Sufferers with extensive-stage small cell lung most cancers (ES-SCLC) who have been closely pretreated noticed advantages from therapies with ifinatamab deruxtecan (I-DXd), trial findings have proven.
This improved efficacy was particularly obvious with a 12 milligram per kilogram (mg/kg) dose versus an 8-mg/kg dose, as proven in an interim evaluation of the part 2 IDeate-Lung 01 trial introduced on the 2024 IASLC World Convention on Lung Most cancers.
In depth-stage lung most cancers, based on the American Most cancers Society, has unfold all through the lung, to the opposite lung or to different elements of the physique.
Examine Highlights:
- A better dose of 12 mg/kg of ifinatamab deruxtecan (I-DXd) was related to a considerably larger total response charge in comparison with the 8 mg/kg dose.
- Illness management charges have been over 80% in each remedy teams.
- The outcomes of the IDeate-Lung 01 trial counsel that I-DXd could also be a promising remedy choice for sufferers with closely pretreated ES-SCLC.

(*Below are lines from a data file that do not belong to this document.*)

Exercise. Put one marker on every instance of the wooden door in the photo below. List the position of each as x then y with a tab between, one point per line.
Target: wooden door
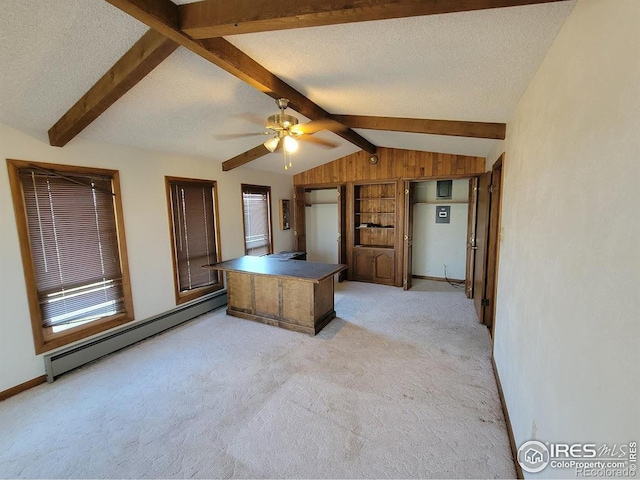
471	235
384	267
482	234
409	200
493	244
299	220
342	229
362	268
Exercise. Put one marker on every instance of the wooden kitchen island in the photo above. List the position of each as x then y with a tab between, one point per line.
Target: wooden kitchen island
292	294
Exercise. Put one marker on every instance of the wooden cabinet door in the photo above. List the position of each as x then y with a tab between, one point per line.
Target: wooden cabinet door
384	267
362	265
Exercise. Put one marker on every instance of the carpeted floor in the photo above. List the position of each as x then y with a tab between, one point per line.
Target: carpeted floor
399	385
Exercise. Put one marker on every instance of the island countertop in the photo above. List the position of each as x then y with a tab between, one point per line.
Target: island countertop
279	268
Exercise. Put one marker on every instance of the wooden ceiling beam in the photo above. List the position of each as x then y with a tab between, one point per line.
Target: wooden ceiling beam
245	157
146	54
418	125
217	18
163	16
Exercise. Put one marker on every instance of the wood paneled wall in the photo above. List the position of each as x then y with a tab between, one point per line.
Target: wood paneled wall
393	164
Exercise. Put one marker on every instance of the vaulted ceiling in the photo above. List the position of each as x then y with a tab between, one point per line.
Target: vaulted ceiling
466	66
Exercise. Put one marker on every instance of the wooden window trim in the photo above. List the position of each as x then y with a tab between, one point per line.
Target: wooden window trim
262	188
43	338
184	297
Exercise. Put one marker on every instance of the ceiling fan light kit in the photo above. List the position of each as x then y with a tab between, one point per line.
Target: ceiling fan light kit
285	131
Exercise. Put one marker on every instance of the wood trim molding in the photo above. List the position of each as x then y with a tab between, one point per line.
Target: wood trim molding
512	441
163	16
146	54
419	125
34	382
439	279
217	18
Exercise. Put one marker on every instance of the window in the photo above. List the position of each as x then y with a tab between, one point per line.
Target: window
73	250
195	236
256	212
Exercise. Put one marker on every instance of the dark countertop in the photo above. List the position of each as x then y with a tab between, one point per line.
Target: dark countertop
298	269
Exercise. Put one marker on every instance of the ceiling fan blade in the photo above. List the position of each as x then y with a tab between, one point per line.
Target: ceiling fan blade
319	141
315	126
272	144
251	118
233	136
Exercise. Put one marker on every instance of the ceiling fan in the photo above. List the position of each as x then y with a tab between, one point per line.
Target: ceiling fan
285	131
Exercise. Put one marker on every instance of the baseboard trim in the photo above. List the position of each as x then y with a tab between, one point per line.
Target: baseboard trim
512	440
438	279
34	382
62	361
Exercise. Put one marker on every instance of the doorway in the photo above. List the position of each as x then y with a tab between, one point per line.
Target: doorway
320	224
437	231
486	243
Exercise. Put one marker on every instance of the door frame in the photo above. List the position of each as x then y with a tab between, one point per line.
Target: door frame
493	248
409	231
300	219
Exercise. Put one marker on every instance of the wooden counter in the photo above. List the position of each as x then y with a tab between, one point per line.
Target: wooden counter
292	294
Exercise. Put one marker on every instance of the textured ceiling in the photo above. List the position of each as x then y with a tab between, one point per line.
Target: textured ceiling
464	66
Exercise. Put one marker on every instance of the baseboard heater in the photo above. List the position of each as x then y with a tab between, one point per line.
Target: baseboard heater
62	361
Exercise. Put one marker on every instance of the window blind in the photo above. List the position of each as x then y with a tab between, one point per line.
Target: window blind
194	234
74	245
257	231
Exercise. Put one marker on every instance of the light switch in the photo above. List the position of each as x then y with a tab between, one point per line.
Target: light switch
443	214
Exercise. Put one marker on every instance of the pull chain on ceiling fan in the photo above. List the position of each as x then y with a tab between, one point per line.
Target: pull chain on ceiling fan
285	132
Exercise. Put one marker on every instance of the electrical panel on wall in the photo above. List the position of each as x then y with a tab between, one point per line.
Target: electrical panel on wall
444	189
443	214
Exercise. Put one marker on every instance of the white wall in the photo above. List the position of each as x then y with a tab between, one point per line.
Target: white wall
146	226
437	244
321	219
568	302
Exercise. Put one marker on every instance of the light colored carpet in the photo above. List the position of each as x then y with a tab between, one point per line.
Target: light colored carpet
400	385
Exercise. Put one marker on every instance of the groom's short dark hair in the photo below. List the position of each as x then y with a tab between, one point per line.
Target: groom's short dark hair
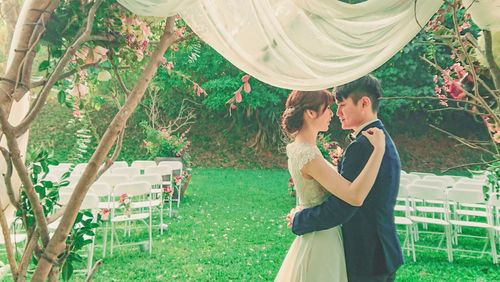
367	85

At a median follow-up of 14.6 months within the 8-mg/kg arm (46 sufferers) and 15.3 months for the 12-mg/kg dose (42 sufferers), the confirmed total response charge (ORR; sufferers who responded partially or fully to remedy) was 26.1% versus 54.8%, respectively. Within the 8-mg/kg arm, the ORR included one full response (CR, disappearance of most cancers; 2.2%) and 11 partial responses (PRs; a lower in tumor dimension or extent of most cancers within the physique; 23.9%). Within the 12-mg/kg arm, the 54.8% ORR consisted of all PRs.
Nevertheless, the median length of response (DOR) was 7.9 months and 4.2 months within the 8-mg/kg and 12-mg/kg arms, respectively. The illness management charge (DCR; sufferers whose illness disappeared, shrunk or was steady from remedy) was 80.4% and 90.5% within the 8-mg/kg and 12-mg/kg arms, respectively.
“Illness management charges have been glorious, truly, on each arms,” Dr. Charles M. Rudin, a thoracic medical oncologist and deputy director at Memorial Sloan Kettering Most cancers Heart in New York, mentioned throughout an oral presentation of outcomes. “I am going to level to the 12-mg/kg dose with a illness management charge of 90% — actually spectacular, I believe, within the context of recurrent, metastatic, small cell lung most cancers.”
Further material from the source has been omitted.